Prohibition: Early Days

Woodrow Wilson once told a story that: “In Maine before they had prohibition there was a great enterprise in manufacturing a brand of whiskey which made one intoxicated immediately. The best known brand that accomplished this was the one known as “squirrel whiskey.” A fellow in a local town after taking a drink or two of this squirrel whiskey developed a desire to travel. While this desire was uppermost a train pulled into the station, which he boarded. One of his friends missed him and discovered that he boarded the train. They immediately wired the conductor, describing him as a man who had just boarded the train, who was drunk, and who did not know where he was going. They asked the conductor to put him off and arrange to have him sent back on the next train. The conductor wired back: ‘Impossible; there are several men on this train so drunk that they can’t tell their names or their destination.’”

In the first decades of the eighteenth century, people in the United States drank more than a bottle and a half of hard liquor each week, far more than today. They recognized that drinking added to numerous social problems, and it came to be seen as an enemy to the moral rectitude of the American home. Temperance societies and religious groups fought to limit access to alcohol by the 1830s, but it was really after the Civil War that organizations concerned with other causes such as women’s rights and abolition turned their attention to what was known as the dry crusade.

During the Progressive Era, temperance became a political issue. Not only did a wide swath of voters agree that there should be legal limits on access to alcohol, but it also proved to be a very effective single issue to campaign on in states that were otherwise equally divided. For his part, Woodrow Wilson largely agreed with the moral benefits of controlling liquor, but he felt that it was not a federal issue. The First World War, with its sweeping economic legislation, brought brewing and distilling under the umbrella of the president’s responsibilities. An Army bill of May 1917 stated that it was within the President’s power, “to make such regulations governing the prohibition of alcoholic liquors in or near military camps and to the officers and enlisted men of the Army as he may from time to time deem necessary.”

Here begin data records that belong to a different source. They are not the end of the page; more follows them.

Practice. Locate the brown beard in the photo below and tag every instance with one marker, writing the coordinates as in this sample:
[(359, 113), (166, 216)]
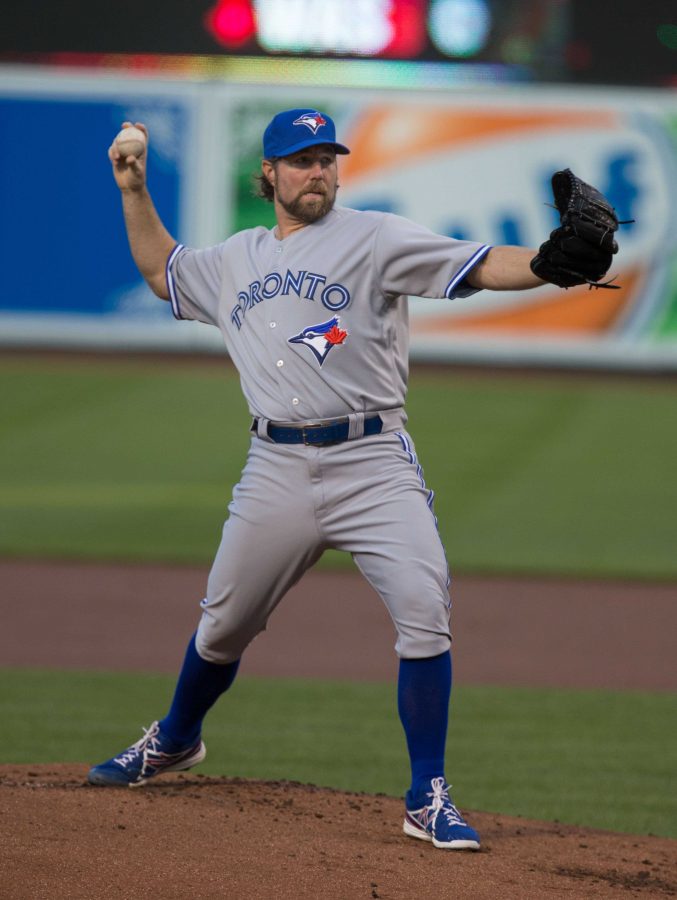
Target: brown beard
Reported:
[(308, 213)]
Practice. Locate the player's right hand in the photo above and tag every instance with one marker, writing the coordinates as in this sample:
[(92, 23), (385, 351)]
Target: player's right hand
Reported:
[(129, 172)]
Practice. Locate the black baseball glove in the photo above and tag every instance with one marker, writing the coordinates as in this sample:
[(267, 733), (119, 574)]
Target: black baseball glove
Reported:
[(581, 249)]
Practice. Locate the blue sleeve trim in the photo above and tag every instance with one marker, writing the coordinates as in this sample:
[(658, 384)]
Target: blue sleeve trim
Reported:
[(460, 275), (171, 286)]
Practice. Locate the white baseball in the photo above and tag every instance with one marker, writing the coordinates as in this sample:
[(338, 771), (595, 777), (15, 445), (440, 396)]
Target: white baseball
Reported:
[(130, 142)]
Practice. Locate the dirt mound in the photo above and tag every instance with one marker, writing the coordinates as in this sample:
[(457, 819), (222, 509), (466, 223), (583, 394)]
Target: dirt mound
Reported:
[(193, 836)]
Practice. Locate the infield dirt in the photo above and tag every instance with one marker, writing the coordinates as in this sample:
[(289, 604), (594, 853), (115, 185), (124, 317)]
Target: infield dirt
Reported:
[(189, 836)]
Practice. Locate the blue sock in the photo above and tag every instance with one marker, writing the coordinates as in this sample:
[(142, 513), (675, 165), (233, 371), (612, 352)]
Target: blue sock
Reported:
[(423, 691), (200, 685)]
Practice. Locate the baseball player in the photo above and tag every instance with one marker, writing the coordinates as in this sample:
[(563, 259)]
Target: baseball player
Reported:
[(314, 315)]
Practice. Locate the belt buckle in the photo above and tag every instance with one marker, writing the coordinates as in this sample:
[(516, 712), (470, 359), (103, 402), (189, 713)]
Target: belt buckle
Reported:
[(307, 427)]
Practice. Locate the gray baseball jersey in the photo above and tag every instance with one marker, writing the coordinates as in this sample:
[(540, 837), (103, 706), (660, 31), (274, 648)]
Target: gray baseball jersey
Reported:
[(317, 325)]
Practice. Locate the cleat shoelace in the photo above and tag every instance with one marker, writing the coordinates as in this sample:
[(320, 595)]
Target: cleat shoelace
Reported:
[(441, 803), (149, 739)]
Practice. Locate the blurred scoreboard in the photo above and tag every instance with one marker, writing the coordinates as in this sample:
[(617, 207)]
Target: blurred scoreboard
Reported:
[(585, 41)]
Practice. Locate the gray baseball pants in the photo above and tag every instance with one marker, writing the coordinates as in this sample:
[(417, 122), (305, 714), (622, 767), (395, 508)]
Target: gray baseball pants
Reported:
[(364, 496)]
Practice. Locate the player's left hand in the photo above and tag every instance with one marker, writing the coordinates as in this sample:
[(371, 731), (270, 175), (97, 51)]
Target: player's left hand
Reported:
[(581, 250)]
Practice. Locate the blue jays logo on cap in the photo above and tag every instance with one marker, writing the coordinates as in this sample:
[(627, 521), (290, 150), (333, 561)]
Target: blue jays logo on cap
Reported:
[(321, 338), (314, 121), (296, 129)]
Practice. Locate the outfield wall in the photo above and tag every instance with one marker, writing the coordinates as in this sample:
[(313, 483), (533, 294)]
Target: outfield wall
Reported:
[(469, 162)]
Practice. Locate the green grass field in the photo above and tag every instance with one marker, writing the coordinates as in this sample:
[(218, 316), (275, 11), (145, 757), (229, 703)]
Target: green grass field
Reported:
[(596, 758), (136, 461)]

He remained loathe to step into the contentious politics of prohibition though. A 1918 report on brewing stated that, “the social habits and political prejudices associated with this trade are still so deep-rooted, though steadily weakening, that entire prohibition should be the result of deliberate legislation rather than of an administrative decree.” President Wilson agreed. He in fact kept his own cellar, and said, as Grayson recorded in his diary, “I notice in the papers that the States wanted to confiscate liquors and wines that have been stored in private residences … I think that is interfering with personal privileges.”

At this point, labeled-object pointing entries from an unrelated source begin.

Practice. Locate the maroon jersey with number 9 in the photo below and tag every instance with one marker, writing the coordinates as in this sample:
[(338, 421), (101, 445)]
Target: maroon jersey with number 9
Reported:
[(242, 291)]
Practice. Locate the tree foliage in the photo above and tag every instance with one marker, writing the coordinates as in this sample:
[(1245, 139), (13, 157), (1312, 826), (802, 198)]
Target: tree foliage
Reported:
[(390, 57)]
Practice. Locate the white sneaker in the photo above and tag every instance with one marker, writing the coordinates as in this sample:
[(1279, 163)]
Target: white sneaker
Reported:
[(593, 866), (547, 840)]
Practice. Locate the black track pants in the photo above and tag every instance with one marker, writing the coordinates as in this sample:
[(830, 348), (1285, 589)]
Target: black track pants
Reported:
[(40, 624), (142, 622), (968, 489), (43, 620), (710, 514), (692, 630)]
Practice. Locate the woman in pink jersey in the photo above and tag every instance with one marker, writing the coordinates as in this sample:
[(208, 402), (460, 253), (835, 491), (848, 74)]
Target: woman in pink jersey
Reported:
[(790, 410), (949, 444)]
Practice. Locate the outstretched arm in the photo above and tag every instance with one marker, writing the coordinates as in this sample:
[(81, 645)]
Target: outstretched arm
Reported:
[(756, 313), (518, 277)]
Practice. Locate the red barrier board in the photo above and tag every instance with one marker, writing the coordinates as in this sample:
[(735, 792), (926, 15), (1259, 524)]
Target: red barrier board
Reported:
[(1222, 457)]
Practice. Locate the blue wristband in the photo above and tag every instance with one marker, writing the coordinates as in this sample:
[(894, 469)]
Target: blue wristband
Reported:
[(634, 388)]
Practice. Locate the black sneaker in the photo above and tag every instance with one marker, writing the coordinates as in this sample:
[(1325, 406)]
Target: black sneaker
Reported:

Further calls for the control of drinking by the troops and of the supplies that went into brewing brought about a general limit on the sale of alcohol for the entire country that actually was signed a week after the fighting stopped and came into effect a year later. 1919 also witnessed the passing of the eighteenth amendment and, with the Volstead Act passed despite a presidential veto, the rules to enforce the federal prohibition on the sale of alcohol in 1920.